P. E.: Il me semble que les raisons fondamentales qui poussent à écrire ne changent guère, qu’il s’agisse de roman ou de théâtre. L’envie ou le besoin de façonner des personnages, d’explorer à travers eux telle ou telle dimension de l’existence, l’envie aussi de créer une forme et une musicalité avec des mots, tout cela appartient autant à l’écriture théâtrale qu’à l’écriture romanesque. Ceci étant dit, j’ai appris très vite que les modalités étaient différentes. L’écriture théâtrale suppose que l’on prenne en compte ce que le metteur en scène et le comédien apporteront, il faut donc pouvoir leur laisser de la place, il faut pour cela que le texte ne soit pas cadenassé, qu’il ait du « jeu », et donc du sous-texte, du non-dit. Mais la frontière est floue et l’on a vu d’ailleurs de grands metteurs en scène travailler au théâtre des morceaux romanesques. Voyez ce qu’à fait Vitez avec LES CLOCHES DE BÂLE d’Aragon ou Grüber avec LE RÉCIT DE LA SERVANTE ZERLINE de Broch. D’ailleurs, je n’ai pas trop envie, non plus, d’écrire du théâtre sur mesure. J’aime travailler à la lisière des deux genres, garder dans mes pièces une place importante pour le récit. C’est ainsi que À L’OMBRE DU VENT, une de mes dernières pièces, mêle sans cesse les temps grammaticaux du présent et du passé et donne dès lors aux protagonistes un statut mixte de personnages et de narrateurs.

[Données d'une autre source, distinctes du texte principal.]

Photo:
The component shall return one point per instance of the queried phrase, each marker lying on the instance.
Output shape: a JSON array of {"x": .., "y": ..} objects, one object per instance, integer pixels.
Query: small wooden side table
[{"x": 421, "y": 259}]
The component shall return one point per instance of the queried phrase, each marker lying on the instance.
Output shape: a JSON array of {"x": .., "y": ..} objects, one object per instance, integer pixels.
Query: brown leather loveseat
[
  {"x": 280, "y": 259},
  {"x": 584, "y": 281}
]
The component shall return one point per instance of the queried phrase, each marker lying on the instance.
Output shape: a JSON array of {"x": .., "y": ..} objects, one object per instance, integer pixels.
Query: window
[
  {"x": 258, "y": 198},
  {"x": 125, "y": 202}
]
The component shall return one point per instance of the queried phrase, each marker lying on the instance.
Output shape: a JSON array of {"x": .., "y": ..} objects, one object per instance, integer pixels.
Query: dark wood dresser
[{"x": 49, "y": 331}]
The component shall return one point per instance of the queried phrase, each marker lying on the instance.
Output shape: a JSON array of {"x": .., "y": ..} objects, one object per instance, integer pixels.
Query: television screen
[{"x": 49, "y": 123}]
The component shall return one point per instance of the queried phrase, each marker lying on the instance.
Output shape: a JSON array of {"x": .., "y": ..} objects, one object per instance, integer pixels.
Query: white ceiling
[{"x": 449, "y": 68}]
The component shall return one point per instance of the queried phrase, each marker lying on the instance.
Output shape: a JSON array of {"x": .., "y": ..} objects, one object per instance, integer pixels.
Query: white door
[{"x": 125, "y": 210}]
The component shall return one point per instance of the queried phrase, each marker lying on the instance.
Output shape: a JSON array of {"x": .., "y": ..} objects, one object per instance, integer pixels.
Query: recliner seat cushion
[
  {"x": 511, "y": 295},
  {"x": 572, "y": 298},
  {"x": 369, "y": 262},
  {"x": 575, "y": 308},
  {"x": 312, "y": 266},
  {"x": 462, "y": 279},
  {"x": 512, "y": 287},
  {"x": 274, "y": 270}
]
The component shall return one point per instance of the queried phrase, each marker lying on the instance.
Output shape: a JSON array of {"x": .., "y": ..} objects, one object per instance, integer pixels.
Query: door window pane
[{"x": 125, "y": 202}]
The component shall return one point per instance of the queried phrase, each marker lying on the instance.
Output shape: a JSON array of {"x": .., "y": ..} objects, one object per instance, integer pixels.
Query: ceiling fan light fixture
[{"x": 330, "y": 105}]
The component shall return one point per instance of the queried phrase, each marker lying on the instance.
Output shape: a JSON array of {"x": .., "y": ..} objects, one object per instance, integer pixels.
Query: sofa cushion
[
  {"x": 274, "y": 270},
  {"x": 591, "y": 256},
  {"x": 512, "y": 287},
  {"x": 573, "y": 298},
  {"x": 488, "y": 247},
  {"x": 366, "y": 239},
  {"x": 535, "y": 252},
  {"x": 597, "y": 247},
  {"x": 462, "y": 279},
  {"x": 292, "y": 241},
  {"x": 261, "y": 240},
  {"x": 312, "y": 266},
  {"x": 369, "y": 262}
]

A. T.: Écrivez-vous vos pièces avec un souci de la représentation ?
P. E.: Oui, même s’il s’agit de la prendre volontairement en porte-àfaux, comme dans le cas que je viens d’évoquer. Ou dans celui de CONVIVES, où certains personnages oscillent entre une dimension réaliste et une connotation théâtrale exhibée presque à l’excès, de façon volontairement caricaturale. Mais plus je vais, plus j’ai envie de donner au comédien un matériau qui lui convienne, qu’il puisse s’approprier comme il l’entend. Cela va jusqu’à des choses très physiques : voyez le personnage de Barat, par exemple, quand, à la fin de MALAGA, il éclate de rire au milieu d’une crise de désespoir. Il est évident que là, on est loin du roman… Ceci dit, je m’en tiens aux mots et aux phrases, je visualise peu en écrivant, je ne cherche d’ailleurs pas à le faire.
A. T.: Dans vos pièces vous accordez, comme vous venez de le dire, une grande place au récit. En quoi cette technique est-elle proprement théâtrale ?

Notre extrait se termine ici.